Antioxidant activity test for the isolated compounds with DPPH method yielded an IC50 value of 14.384, 71 μg mL-1, compared to IC50 = 2.96 μg mL-1 for the positive control (quercetin). ANOVA analysis at a Confidence Interval (CI) of 95% (p<0.05) showed that, within the same range of concentration, a significant difference were observed in the activity as a DPPH free radical scavenger between quercetin (positive control) and the isolated compound.
In vitro immunomodulatory activity test for the isolated compounds was conducted based on the method proposed by Leijh et al. (1986). The results of activity test for the isolates as an immunomodulator are presented in Table 2, meanwhile the correlation between dosage and % latex-eating macrophage cell activity is presented in Fig. 6.
The isolated compound gave a response to the increasing macrophage phagocytosis activity of latex beads. The test was repeated 4 times. Calculation for the number of cells per 100 latex-phagocytizing macrophages showed an increase in average percentage, compared to the negative control (Table 2).

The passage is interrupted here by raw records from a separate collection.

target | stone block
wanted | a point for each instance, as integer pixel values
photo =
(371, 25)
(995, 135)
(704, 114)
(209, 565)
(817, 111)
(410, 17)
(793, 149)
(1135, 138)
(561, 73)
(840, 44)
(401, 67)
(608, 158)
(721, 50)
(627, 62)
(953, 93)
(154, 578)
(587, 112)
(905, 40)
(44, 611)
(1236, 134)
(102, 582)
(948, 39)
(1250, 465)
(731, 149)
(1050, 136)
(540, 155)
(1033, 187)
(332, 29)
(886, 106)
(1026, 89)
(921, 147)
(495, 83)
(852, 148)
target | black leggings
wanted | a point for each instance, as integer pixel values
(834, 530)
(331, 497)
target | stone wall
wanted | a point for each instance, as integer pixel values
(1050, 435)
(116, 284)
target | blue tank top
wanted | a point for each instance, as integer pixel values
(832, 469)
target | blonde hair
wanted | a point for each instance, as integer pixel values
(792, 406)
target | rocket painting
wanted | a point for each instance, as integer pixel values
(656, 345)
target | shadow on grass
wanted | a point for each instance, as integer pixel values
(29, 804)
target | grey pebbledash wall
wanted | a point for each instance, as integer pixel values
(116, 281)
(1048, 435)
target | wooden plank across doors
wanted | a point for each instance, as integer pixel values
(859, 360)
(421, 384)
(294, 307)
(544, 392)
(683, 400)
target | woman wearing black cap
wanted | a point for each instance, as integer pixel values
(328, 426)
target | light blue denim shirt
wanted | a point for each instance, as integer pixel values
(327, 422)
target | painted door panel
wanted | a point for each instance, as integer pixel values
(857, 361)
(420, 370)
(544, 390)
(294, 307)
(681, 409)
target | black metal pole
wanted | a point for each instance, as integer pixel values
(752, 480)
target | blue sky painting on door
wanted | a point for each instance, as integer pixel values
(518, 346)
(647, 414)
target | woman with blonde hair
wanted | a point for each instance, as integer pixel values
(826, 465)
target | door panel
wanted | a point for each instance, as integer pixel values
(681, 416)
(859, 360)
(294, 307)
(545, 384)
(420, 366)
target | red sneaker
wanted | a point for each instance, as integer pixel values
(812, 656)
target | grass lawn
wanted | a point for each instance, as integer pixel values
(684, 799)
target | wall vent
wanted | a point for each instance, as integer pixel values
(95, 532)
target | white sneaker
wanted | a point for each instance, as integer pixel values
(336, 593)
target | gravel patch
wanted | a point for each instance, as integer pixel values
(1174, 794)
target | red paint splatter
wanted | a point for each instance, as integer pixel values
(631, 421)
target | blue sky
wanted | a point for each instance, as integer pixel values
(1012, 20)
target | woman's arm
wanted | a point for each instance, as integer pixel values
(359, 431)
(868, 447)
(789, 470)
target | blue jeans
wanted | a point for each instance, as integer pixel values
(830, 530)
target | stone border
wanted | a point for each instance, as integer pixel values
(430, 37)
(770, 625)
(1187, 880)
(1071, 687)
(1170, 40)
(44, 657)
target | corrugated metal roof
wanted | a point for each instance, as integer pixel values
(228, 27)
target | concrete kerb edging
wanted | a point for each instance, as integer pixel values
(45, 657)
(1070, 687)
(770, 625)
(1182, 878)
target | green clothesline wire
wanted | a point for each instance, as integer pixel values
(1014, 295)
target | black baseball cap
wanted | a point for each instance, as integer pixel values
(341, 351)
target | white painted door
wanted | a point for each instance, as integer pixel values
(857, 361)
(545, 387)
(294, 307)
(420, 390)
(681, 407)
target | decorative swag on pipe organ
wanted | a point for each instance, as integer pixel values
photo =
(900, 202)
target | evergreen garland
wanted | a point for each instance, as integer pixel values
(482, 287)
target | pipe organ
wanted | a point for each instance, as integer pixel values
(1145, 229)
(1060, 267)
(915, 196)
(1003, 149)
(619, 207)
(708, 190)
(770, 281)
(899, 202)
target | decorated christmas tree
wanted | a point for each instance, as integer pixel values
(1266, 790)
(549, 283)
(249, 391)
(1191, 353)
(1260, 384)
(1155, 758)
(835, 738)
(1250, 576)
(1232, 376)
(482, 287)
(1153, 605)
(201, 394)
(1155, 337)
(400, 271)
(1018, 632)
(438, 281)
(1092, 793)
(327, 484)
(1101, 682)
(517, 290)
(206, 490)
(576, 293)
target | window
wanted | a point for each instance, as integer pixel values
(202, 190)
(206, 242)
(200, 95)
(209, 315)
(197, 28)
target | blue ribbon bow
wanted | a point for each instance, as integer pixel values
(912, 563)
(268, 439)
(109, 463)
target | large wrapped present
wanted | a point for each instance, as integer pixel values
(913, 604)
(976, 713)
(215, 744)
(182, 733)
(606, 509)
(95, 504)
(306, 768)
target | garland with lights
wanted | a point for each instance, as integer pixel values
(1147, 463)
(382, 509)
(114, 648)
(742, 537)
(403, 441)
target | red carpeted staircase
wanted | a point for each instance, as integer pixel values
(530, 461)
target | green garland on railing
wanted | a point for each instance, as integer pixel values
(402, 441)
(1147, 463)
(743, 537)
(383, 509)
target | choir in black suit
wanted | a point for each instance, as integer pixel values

| Table 1: | Antioxidant activities of isolat compound and quercetin (positive control) free radical scavenging assay |
| aPercentage inhibition of DPPH radical, bInhibitory activity was expressed as the Mean of 50% inhibitory concentration | |
| Table 2: | Percentage of activated macrophages after administration of isolate±SE |
ANOVA analysis at a Confidence Interval (CI) of 95% (p<0.05) revealed that the treatment dosages did not significantly influence the % latex-phagocytizing macrophages. However, at a dosage of 100 μg mL-1, a significant impact was observed on the % macrophage-phagocytized latex beads.
CONCLUSION
n-hexane fractions of Casturi (Mangifera casturi Konsterm) fruits contained terpenoid compound, namely, 1-isopropenyl-3a,5a,5b,8,8,11a-hexamethyl-eicosahydro-cyclopenya[α] chrysen-9ol (lupeol) which is isolated for the first time for the plant. Antioxidant activity test with DPPH method for the isolates showed a very weak antioxidant activity (IC50 14.384,71 μg mL-1), compared to the quercetin (IC50 2,96 μg mL-1). In vitro test shows that the isolated compound had an immunomodulatory activity, namely, to increase macrophage phagocytosis of latex beads.
ACKNOWLEDGMENTS
Thanks to the Directorate General of High Education (Ditjen DIKTI) for the graduate scholarship (BPPS), to the chemical research center of Lembaga Ilmu Pengetahuan Indonesia (LIPI) Serpong Indonesia, to the Faculty of Pharmacy and the Faculty of Medicine Gajah Mada University for facilitating the research.